Category Archives: Getting Mad

Underground Rage

Underground Rage

Underground, overground – just take your pick;
Smog and Monoxide aren’t killing us quick,
Always delays on whatever we ride:
It’s either a breakdown, or a suicide.

“Mind the gap! Mind the gap!”
It is bad for your health
To fall on the track;
Every man for himself!
Each woman and child
In the crush is united;
Every profanity’s being recited;
Limbs lock and lash
In the rush for a seat:
Faith in humanity
Is incomplete.

Find the map! Find the map!
On the road into town
The bus gets a puncture:
The only way’s down:
I’ve tried for a taxi:
The file is a mile –
(This does not relax me, or make me smile).
Central line’s closed
I can’t get to Bank
(What I want now
Is a big Chieftain tank).

“Overground, Overground – EVACUATE!
Dubious package found in section eight!”
Be calm and orderly?
I’ve passed that stage
So it’s time for the onset
Of Underground Rage.
Seething, I curse as I battle the stairs,
Sending ’em flying – briefcases, pushchairs;
“I’ll give you Big Issue!
NO! I won’t chill –
If I had a gun,
I’d be shooting at will
Fuming with fury
I’m ‘evil dictator’ –
I’m Mutant Commuter –
Tube Terminator.

Underground, overground –
Wherever you roam,
London is poisonous.

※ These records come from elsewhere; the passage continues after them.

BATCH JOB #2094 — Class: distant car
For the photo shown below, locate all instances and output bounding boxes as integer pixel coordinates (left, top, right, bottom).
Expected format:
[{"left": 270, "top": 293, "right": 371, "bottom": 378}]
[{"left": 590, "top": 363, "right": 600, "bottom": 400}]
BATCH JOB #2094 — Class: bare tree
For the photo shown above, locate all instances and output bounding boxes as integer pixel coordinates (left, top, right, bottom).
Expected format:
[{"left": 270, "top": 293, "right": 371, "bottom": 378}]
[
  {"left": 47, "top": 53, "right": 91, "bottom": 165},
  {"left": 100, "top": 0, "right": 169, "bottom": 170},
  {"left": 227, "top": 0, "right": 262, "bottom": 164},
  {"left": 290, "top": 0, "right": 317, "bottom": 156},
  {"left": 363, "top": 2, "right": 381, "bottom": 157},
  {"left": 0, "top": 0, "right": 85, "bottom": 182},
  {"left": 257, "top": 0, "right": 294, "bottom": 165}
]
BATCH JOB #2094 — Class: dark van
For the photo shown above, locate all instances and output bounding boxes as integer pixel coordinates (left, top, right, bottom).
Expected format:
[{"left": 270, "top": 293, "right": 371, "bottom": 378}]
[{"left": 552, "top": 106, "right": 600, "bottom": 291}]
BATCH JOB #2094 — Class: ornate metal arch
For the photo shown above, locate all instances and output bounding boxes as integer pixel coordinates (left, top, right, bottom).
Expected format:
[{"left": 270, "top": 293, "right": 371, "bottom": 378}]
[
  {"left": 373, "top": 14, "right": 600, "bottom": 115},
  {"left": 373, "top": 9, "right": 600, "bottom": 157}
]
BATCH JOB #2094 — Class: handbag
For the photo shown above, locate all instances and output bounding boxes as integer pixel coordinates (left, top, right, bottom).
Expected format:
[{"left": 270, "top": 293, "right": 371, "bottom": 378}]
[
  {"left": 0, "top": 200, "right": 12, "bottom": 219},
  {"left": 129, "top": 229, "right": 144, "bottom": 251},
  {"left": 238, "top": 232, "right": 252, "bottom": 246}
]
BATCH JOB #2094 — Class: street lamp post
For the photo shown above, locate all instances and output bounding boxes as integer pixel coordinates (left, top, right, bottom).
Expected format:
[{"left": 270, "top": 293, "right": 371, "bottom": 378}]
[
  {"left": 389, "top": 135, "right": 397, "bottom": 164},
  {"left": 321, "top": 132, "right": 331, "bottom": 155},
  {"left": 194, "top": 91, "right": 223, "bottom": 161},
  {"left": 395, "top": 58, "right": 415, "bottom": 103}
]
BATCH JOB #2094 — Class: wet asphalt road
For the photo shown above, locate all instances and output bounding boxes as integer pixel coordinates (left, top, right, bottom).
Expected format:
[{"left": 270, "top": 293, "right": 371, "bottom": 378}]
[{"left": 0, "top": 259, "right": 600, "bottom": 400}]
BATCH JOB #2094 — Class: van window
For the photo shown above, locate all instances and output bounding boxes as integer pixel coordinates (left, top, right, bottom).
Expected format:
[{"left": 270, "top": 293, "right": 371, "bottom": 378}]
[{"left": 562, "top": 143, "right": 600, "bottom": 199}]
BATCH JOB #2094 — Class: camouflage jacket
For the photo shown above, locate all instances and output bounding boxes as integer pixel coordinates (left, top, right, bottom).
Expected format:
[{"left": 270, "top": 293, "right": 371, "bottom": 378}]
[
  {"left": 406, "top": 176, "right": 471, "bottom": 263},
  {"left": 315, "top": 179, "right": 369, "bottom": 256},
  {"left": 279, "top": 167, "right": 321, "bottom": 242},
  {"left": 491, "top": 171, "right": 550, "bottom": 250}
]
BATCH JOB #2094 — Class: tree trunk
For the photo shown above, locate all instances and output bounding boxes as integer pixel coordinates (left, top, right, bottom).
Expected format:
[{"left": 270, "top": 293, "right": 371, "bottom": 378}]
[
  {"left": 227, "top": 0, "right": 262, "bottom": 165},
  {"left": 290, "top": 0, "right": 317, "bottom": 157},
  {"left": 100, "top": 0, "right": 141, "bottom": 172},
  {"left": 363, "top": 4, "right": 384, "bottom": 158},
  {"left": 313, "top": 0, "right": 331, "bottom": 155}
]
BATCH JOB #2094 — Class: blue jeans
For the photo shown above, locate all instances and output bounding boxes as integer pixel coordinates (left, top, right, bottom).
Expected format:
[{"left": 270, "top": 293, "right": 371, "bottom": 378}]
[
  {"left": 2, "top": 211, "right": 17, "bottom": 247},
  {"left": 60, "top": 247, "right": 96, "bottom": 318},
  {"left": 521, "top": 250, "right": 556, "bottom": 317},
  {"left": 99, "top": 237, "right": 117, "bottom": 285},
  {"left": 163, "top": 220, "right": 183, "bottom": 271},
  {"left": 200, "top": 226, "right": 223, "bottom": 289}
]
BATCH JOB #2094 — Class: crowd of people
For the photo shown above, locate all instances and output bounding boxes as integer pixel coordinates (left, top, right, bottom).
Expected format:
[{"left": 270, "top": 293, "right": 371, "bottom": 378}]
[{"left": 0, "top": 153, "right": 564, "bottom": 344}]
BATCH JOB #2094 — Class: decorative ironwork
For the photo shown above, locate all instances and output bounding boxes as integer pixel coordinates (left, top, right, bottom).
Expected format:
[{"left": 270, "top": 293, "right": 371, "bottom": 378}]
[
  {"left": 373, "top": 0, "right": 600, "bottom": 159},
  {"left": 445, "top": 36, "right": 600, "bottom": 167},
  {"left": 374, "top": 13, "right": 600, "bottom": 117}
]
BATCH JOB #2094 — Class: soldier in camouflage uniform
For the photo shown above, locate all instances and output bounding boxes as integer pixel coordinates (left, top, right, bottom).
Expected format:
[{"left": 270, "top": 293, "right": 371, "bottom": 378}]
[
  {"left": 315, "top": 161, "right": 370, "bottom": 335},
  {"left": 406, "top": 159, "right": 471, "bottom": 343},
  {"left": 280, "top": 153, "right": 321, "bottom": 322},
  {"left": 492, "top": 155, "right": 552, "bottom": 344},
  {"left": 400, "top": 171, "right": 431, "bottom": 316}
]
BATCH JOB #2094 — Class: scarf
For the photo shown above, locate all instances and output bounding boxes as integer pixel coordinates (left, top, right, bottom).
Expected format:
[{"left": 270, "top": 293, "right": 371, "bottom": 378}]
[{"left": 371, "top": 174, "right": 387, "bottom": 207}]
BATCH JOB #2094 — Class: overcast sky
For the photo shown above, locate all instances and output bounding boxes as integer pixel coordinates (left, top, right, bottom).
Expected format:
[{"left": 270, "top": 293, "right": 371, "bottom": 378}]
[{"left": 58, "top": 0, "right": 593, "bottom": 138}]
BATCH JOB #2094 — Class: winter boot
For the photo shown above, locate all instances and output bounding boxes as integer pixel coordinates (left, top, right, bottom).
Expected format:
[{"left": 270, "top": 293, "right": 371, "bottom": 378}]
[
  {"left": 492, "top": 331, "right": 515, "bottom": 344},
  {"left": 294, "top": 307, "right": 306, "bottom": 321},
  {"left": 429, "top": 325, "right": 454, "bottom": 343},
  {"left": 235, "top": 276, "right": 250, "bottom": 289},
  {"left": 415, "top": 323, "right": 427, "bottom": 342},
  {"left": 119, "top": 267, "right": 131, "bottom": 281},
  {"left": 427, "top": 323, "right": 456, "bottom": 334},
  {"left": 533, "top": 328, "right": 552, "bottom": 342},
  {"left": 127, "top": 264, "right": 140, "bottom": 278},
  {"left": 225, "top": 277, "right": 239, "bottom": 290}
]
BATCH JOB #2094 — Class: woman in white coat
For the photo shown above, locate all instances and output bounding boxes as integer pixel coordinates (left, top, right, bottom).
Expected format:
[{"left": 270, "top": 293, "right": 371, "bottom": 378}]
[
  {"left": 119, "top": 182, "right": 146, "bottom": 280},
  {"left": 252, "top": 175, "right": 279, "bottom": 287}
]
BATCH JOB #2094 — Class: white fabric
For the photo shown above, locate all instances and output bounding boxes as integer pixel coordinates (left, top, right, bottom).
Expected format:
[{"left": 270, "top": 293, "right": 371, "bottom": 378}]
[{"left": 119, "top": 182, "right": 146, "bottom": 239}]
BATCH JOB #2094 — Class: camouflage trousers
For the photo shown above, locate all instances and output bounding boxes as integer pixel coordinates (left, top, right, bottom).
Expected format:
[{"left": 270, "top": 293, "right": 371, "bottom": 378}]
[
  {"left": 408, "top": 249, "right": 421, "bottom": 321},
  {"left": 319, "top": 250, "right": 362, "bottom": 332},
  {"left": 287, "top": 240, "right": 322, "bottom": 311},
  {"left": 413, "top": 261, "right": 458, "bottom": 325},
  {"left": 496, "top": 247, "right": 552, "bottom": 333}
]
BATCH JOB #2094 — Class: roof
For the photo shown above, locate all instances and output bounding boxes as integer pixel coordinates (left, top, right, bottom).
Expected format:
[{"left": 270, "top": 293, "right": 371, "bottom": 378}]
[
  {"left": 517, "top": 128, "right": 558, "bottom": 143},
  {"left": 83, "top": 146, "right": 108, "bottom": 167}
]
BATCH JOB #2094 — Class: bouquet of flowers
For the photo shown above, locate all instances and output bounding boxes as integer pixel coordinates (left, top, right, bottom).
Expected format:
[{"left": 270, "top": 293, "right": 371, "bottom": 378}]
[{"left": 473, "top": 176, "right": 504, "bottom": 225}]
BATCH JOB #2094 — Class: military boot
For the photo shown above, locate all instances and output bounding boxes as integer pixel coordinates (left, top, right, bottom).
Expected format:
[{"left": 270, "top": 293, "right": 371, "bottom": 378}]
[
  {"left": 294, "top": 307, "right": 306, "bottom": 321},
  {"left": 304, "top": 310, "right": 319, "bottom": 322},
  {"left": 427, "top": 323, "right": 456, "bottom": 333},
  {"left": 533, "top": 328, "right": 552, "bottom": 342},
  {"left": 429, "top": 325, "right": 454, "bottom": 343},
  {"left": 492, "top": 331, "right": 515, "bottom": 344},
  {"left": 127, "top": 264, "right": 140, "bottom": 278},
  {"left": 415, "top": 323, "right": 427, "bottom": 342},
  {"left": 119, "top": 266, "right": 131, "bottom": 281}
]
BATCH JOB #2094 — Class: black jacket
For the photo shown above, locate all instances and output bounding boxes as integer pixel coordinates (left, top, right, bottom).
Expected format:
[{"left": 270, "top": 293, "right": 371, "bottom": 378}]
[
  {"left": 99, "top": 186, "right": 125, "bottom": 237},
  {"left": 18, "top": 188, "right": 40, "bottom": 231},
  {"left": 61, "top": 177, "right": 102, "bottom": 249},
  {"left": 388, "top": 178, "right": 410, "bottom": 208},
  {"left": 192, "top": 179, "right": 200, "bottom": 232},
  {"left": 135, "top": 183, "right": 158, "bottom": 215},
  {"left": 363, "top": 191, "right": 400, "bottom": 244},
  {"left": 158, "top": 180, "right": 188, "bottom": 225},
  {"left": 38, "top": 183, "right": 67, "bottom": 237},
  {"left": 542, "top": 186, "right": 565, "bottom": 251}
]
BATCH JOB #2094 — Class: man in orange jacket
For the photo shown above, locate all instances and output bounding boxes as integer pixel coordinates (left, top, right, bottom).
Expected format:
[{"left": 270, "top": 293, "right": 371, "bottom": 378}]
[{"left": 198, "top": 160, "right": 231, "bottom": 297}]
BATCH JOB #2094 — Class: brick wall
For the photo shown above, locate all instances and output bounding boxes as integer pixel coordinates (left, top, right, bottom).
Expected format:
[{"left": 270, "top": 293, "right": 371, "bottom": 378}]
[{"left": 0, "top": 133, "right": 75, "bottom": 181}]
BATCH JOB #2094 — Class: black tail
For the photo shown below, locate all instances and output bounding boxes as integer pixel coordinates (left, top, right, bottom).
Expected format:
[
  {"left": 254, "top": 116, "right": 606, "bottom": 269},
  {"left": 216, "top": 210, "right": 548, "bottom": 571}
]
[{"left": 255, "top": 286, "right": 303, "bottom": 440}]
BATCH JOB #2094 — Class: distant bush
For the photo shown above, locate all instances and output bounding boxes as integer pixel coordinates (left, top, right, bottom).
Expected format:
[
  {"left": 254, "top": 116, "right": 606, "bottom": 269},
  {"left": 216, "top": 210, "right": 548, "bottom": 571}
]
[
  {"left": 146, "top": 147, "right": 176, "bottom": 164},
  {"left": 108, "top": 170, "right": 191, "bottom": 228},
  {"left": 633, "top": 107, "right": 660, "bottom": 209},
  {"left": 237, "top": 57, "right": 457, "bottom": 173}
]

Just stay at home.

 

© Theresa van Straten 2005 All Rights Reserved

 

Don’t get me started. . .

Don’t get me started. . .


I’m angry when I want it NOW and I’m told I’ve got to wait –
(I worry when I get it, that it’s going to be too late);
I’m mad, when on the telephone, a cheery voice implores:
“Please hold the line. . .Please hold the line. . .”
Then plays the fucking Corrs.

I detest all forms of clutter and the swift accumulation
Of statements, bills and paperwork: such dull administration;
Each manilla envelope just brings me to my knees –
As I contemplate the plight of my bank balance – (and the trees).

And. . .
I’m peeved by office politics: the hapless hierarchy,
And its poxy pecking order, down from him, to her, to me –
The bitches and the Yes men: they get right up my nose;
If I ever get promoted, will I end up one of those?

And. . .
I’m cheesed-off at the checkout – (though I’ve very often felt
Empathy with anything on a conveyor belt);
I hate the way they rush me, though I sometimes think it funny,
That day-by-sodding-day, I still return to spend my money.

And. . .
I’m fuming when a vagrant sets up camp outside the bank,
Begging for my ‘change’, (a silly question, to be frank),
Dogs on bits of rope, a can in hand, a fag in gob:
With all the homeless comforts – without a frigging job.

And. . .
I’m furious when women, who pop children out like rabbits,
Teach their offspring nothing but bad language and foul habits,
Then expect the State to subsidise, from cradle unto grave,
The products of the one-night-stands they shagged outside a rave.

And. . .
I’m livid in the knowledge that the man who got my vote,
Snatched my hard-earned taxes, with this promise – (and I quote):
“Education! Education! Education!”, he intoned
(It’s said that short-term memory is shitty if you’re stoned).

And. . .
I’m ticked-off with the taxman, when I pay my bloody due,
Then get a snotty letter, from the Inland Revenue,
Saying that I’m underpaying with regard to my N.I. –
And if I want a pension, I must work until I die.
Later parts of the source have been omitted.